Bio-based materials already create great benefits to customers as well as climate benefits. However, there is great development potential through increased substitution and new solutions, not least in large volume areas such as packaging, textiles and composites. The new materials and products that are being developed have to be functional, recyclable and they must have a conscious environmental impact throughout the whole life cycle.
Trade in goods is increasing at a furious pace all over the world, creating a growing demand for packaging in which those goods can be delivered. In many ways, packaging is a key part of the value chain for both consumer products and industrial products. How the goods are delivered is of great importance for the product as a whole, both in terms of sustainability and resource efficiency, but also from a marketing perspective. One challenge will be designing the packaging materials and packaging solutions of the future, in order to offer the right functionality in combination with good climate and environmental performance.
Plastic packaging is often criticized due to being seen as one of the major sources of littering in nature. Today, around 40 percent of all plastic used in the world goes to packaging. There are many advantages to plastic materials – the price, its barrier properties and moldability – however, they are made from non-renewable raw materials, they release carbon dioxide during combustion and they have a long degradation time in nature.
From this starting point, there is broad agreement in society about reducing the use of fossil-based plastic. One clear example is the new EU legislation that, among other things, increases demands for reductions in the use of so-called single-use plastics. Recently, the EU also supplemented the directives on packaging and packaging waste with a legislative proposal emphasizing further reduction of landfill, and the need for material recycling.
This creates new incentives both for trade operators, and for producers of packaging and packaging materials. One example is the food retailer ICA, which aims to have packaging in stores made only from bio-based or recycled raw materials, by 2030. Taking this kind of stance focuses attention on fibre based and recyclable materials and new combinations of materials, among other things. In turn, this increases the momentum of manufacturers of plastic raw materials to replace fossil building blocks with renewable ones. Going forward, development is about getting the right material, in the right place for the desired function, and to do this in a resource-efficient way that enables efficient recycling.

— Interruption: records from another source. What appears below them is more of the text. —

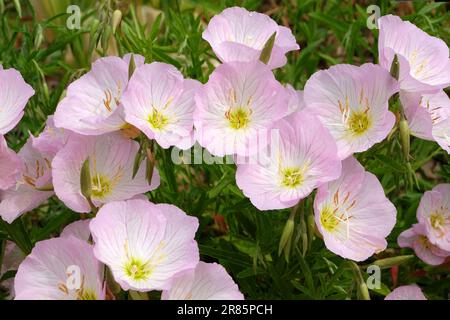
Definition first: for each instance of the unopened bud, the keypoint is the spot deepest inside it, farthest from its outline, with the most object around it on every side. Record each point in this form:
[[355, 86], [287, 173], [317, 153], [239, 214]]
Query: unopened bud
[[116, 19], [394, 261], [150, 165], [129, 131], [267, 50], [137, 163], [105, 37], [39, 36], [85, 179], [395, 68], [363, 291], [405, 138], [286, 236]]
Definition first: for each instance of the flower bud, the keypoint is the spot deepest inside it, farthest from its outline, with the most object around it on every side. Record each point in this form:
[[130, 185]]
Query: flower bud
[[405, 138], [394, 261], [85, 180], [395, 68], [131, 66], [39, 36], [286, 236], [116, 19], [267, 50], [363, 291]]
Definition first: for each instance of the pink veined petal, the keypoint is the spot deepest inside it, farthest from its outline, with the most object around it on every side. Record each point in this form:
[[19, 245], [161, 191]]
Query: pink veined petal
[[161, 103], [111, 158], [305, 149], [25, 195], [60, 269], [208, 281], [14, 95], [410, 292], [424, 60], [434, 214], [352, 103], [353, 214], [144, 244], [92, 105], [10, 165], [239, 35]]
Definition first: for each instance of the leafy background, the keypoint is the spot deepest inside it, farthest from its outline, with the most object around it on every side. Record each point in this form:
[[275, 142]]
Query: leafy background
[[35, 40]]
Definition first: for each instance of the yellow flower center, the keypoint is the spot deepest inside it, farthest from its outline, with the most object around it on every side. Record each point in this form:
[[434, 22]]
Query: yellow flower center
[[328, 219], [137, 270], [101, 186], [358, 123], [437, 220], [292, 177], [158, 120], [87, 295], [238, 118]]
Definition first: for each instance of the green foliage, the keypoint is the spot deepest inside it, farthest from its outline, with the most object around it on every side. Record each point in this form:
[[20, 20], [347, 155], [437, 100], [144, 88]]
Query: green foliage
[[232, 231]]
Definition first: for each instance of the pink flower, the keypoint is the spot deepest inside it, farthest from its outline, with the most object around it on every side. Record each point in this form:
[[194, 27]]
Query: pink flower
[[111, 158], [238, 35], [352, 102], [353, 214], [78, 229], [12, 258], [10, 165], [424, 61], [304, 157], [144, 244], [30, 189], [428, 116], [92, 105], [240, 102], [417, 239], [60, 269], [411, 292], [434, 214], [209, 281], [51, 140], [161, 104], [14, 95]]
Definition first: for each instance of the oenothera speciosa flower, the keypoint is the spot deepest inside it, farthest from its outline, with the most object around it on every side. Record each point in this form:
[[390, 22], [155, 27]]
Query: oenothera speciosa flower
[[302, 157], [416, 239], [51, 140], [237, 107], [428, 116], [144, 244], [410, 292], [208, 281], [238, 35], [161, 104], [60, 269], [352, 102], [92, 105], [423, 59], [32, 187], [10, 165], [353, 214], [12, 257], [434, 214], [111, 158], [14, 95]]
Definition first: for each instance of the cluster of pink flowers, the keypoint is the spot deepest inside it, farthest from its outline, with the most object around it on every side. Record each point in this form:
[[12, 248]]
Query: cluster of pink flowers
[[342, 111]]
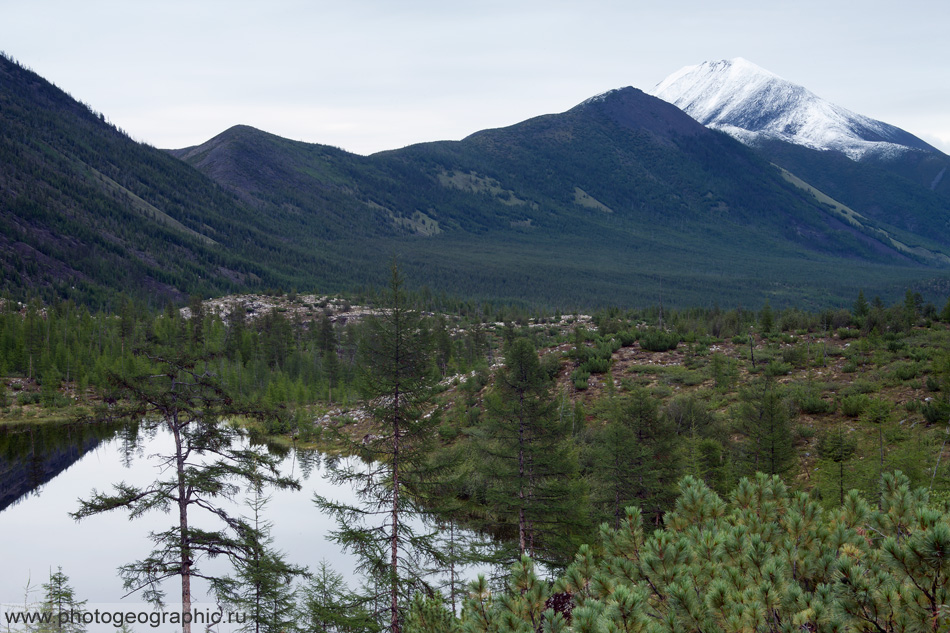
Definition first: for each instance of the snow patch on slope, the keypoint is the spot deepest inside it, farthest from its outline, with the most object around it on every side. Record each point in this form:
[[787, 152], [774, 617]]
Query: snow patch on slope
[[753, 104]]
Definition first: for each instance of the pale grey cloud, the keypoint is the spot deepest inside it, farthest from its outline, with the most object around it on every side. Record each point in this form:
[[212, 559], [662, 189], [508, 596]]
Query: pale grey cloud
[[372, 75]]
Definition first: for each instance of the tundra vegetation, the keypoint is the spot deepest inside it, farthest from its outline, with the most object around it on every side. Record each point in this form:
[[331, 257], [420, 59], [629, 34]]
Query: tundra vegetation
[[633, 470]]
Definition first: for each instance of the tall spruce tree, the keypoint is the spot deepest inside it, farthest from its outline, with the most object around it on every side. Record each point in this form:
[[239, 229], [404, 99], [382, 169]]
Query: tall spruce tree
[[397, 381], [764, 416], [61, 606], [528, 461], [208, 462], [634, 459]]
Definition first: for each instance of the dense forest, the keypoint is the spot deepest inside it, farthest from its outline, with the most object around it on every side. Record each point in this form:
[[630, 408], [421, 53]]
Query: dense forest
[[643, 470]]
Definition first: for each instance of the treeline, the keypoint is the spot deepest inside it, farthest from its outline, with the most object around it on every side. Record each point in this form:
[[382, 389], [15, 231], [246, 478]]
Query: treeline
[[279, 358]]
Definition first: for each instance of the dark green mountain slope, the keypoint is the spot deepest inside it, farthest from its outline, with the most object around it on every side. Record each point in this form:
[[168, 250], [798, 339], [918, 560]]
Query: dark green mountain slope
[[85, 211], [623, 198], [910, 192]]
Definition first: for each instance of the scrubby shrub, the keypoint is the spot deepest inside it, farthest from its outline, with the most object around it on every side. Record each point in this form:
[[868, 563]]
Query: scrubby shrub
[[936, 412], [904, 371], [854, 405], [813, 404], [658, 341], [580, 377], [627, 338], [776, 368]]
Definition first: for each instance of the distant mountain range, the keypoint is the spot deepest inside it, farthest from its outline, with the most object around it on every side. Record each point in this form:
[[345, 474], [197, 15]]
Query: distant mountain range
[[623, 200], [754, 105]]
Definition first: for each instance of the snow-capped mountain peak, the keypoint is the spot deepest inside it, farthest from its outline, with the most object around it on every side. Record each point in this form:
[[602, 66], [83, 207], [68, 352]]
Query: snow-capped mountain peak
[[753, 104]]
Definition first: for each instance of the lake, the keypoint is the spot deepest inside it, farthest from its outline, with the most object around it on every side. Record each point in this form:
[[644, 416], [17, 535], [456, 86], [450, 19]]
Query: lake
[[37, 535]]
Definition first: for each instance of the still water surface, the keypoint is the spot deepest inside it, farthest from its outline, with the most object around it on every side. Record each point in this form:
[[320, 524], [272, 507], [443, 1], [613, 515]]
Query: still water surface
[[37, 535]]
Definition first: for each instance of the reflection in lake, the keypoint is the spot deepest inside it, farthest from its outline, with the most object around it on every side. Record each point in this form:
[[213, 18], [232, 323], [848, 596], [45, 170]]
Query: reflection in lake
[[64, 464]]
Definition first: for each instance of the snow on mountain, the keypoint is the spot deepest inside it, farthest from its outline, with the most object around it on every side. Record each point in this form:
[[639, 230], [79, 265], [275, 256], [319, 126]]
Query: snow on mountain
[[753, 104]]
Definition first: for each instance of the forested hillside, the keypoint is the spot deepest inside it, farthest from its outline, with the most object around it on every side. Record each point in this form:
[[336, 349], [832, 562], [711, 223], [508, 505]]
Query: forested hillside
[[652, 424], [623, 199]]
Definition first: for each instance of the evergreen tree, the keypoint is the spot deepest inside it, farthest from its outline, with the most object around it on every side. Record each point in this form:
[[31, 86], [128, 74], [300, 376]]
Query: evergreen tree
[[528, 461], [634, 459], [261, 587], [207, 462], [397, 382], [764, 416], [861, 306], [328, 606], [838, 447], [61, 606]]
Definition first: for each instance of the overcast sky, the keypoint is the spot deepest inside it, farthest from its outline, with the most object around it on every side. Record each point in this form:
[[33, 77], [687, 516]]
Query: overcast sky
[[370, 75]]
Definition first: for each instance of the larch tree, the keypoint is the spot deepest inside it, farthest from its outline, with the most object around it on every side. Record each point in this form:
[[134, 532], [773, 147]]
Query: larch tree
[[205, 468], [397, 379]]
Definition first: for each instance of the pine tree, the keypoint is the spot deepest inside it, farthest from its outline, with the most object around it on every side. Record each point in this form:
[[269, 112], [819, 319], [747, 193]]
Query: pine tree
[[528, 461], [61, 605], [327, 605], [634, 460], [397, 381], [208, 461], [765, 419], [261, 587]]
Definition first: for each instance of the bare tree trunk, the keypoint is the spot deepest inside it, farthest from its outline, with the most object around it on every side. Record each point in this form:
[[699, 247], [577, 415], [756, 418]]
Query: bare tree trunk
[[394, 597], [183, 528]]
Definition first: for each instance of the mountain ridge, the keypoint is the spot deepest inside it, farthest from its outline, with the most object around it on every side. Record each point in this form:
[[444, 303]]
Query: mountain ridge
[[622, 199], [753, 104]]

Global demand for textile fibres is increasing rapidly, and by 2050 consumption is expected to have tripled. This poses a major societal challenge as the textile and fashion industry is one of the world’s most resource-intensive industries. It has great environmental impact in every part of the value chain – from fibre production, manufacturing and processing of materials and products, to transport. In addition to this, material recycling of textiles is also one possible step in the process, but this is almost non-existent today.
At the same time, there is a significant awareness among brand owners, producers and consumers. For many, the conversion work has already begun. More resource-efficient and environmentally friendly manufacturing processes, new fibres and textile concepts, new business models, designs and systems for a circular economy are needed, in order to actually reach the global sustainability goals by 2030.
In the field of bio-based and circular textiles, the development of new types of fibres and their recycling is an important area of focus. In 2017, over 90 million tonnes of textile fibres were produced worldwide, of which about 25 percent was cotton, and just under 10 percent was cellulose from forest raw materials. In other words, fossil-based fibres dominate, representing just over 60 per cent of today’s market, and the most extensive growth takes place here – this is a trend that must be broken.
Textiles based on cellulose – that is, natural fibres that are regenerated or otherwise processed into textiles – have enormous potential in a variety of applications in both technical textiles and in fashion and design. The fibres can be made strong, and just like cotton for example, users experience the cellulose-based textiles made from forest raw materials as a material that breathes, and absorbs moisture. Much research and development is currently underway, aimed at developing more sustainable manufacturing processes for cellulose-based textiles, and also processes for their recycling. The demand for traceable and durable manufactured cellulose fibres, with selectable properties, is constantly increasing.
Composite materials are used in a variety of industries today, where there is an absolute requirement for light, strong, environmentally resistant components. Composites can be described as a combination of several materials which together form a construction material with new properties. As composites become ever more popular in a number of sectors, the demand for sustainable alternatives also increases. This means that there is a clear advantage for biocomposites where at least one of the constituents is bio-based. Biocomposite sales are also increasing year on year, in part due to stricter regulatory requirements for environmentally friendly products, increased safety demands, and recyclability requirements.
There are very good opportunities for optimising bio-based materials for the production of biocomposites in large volumes, and at low cost. Some examples are bio-based thermoplastics, the use of traditional plastic processing such as injection molding, or new additive techniques such as 3D printing.
In the transport sector, for example, the need for lightweight construction is growing at a pace, as the vehicle fleet becomes more energy-efficient and electrified. Here, existing technologies can be used to develop lightweight structures using biocomposites. Bio-based materials can also play an important role in large-scale solutions for the rapid storage and delivery of energy. There are also good opportunities for the development of bio-based solutions to supplement and replace today’s batteries, which are expensive and also contain heavy metals or rare earth metals.